Para o presidente Michel Temer, a investigação do Tribunal Superior Eleitoral (TSE) sobre uso de dinheiro desviado da Petrobras na campanha da reeleição da ex-presidente Dilma Rousseff se transformou em mais um "fator de instabilidade" na já volátil conjuntura política do país. Temer é parte interessada no caso. Se a ação for considerada procedente, o presidente perde o cargo e Dilma, os direitos políticos surpreendentemente preservados pelo Senado na votação do impeachment. Mas a reflexão de Temer, um presidente no olho do furacão da crise, merece análise cuidadosa, sobretudo a partir dos recentes desdobramentos da investigação no TSE.
Na última quinta-feira, por exemplo, o ministro Herman Benjamin, relator do processo no TSE, tomou o depoimento do ex-presidente da Odebrecht Infraestrutura , Benedito Júnior, mais conhecido pela sigla BJ. Ao falar, o executivo, em vez de se concentrar em esclarecer seu papel no financiamento da chapa vitoriosa em 2014, formada por Dilma Rousseff e Michel Temer, preferiu rasgar o verbo sobre um suposto pedido de caixa 2 feito por Aécio Neves, o candidato do PSDB na mesma eleição, que chegou em segundo lugar e disputou com Dilma o segundo turno.
O experiente ministro Herman só se deu conta de que BJ tratava de assuntos não pertinentes ao caso muito depois, quando o executivo já havia misturado as bolas. Bem diferente do que costuma fazer o jovem juiz Sérgio Moro, que no comando dos processos decorrentes da Operação Lava-Jato, em Curitiba (PR), trata de interromper sempre que um depoente avança sobre assuntos da competência do Supremo Tribunal Federal (STF), o que poderia implicar na nulidade do processo em questão.
Na teia do ministro Herman, que demonstra pressa inusitada para fechar o processo antes de voltar para o Superior Tribunal de Justiça, do qual é originário, entraram outros candidatos de 2014, além de Aécio Neves - casos de Marina Silva, à época no PSB, e de Eduardo Campos, que morreu em plena campanha, em acidente aéreo.

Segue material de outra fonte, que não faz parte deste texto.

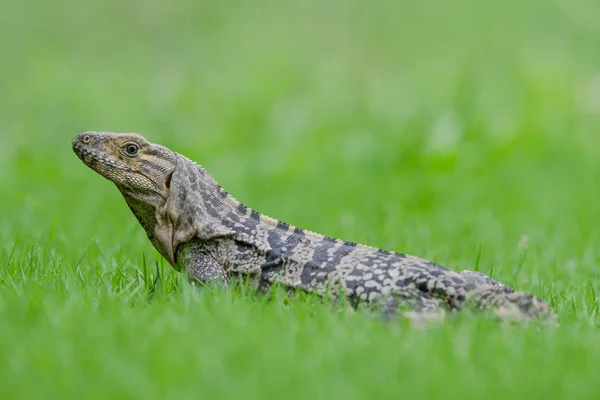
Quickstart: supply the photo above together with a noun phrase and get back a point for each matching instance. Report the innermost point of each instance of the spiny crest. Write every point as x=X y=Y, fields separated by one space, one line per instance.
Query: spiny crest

Desde o início, a ação do PSDB no TSE causa divergências no mundo jurídico. Dois dos mais conceituados juristas brasileiros, por exemplo, estavam em campos opostos: Dalmo Dallari, 83 anos, dizia que o TSE não tinha competência para cassar Dilma, depois dos 15 dias contados da diplomação; Ives Gandra Martins, por seu turno, defendeu a tese da competência do TSE para anular a eleição. A propriedade de o tribunal conduzir uma investigação chegou a ser posta em dúvida.
A ação para a impugnação de um presidente da República é inédita no TSE, o que provavelmente explica e pode justificar a adoção de procedimentos igualmente singulares. E dúvidas também pertinentes. O relator vai julgar com base em depoimentos que mais tarde ainda serão avaliados pela Corte competente, que pode aceitá-los ou simplesmente rejeitá-los como prova? A delação, por si só, não é uma prova. Ela será cotejada com outros elementos nos autos, antes de uma sentença definitiva que não caberá ao TSE, no caso de acusados com foro especial, mas ao STF. E se o Supremo absolver quem o TSE condenar ou vice-versa?
O momento delicado que atravessa o país exige serenidade das instituições e dos homens públicos à frente delas. A luz dos holofotes não é boa conselheira. A melhora de alguns índices econômicos, sem dúvida, não pode justificar a paralisação de investigações, cada qual na instância competente, muito menos a impunidade dos responsáveis pelo saque do Estado brasileiro, do qual a versão mais bem acabada é o rombo de mais de R$ 2 bilhões deixado na Petrobras. Mas a queda da inflação e da taxa de juros são, sim, ganhos que não podem ser sacrificados no altar da luta política.
O país avançou muito no combate à corrupção e à impunidade, dentro das regras vigentes e das instituições forjadas na redemocratização, não há mais recuo possível nessa área. A sociedade está atenta às manobras arquitetadas na calada da noite, no Congresso Nacional - onde se costuram anistias - ou fora dele, e elas não vingarão como até agora não vingaram. A instabilidade política é real, fruto inclusive do amadurecimento democrático. Que a radicalização política não seja fator para o desmoronamento do que precisou de tanto esforço para ser reconstruído, nos últimos 32 anos, e que está dando conta do recado.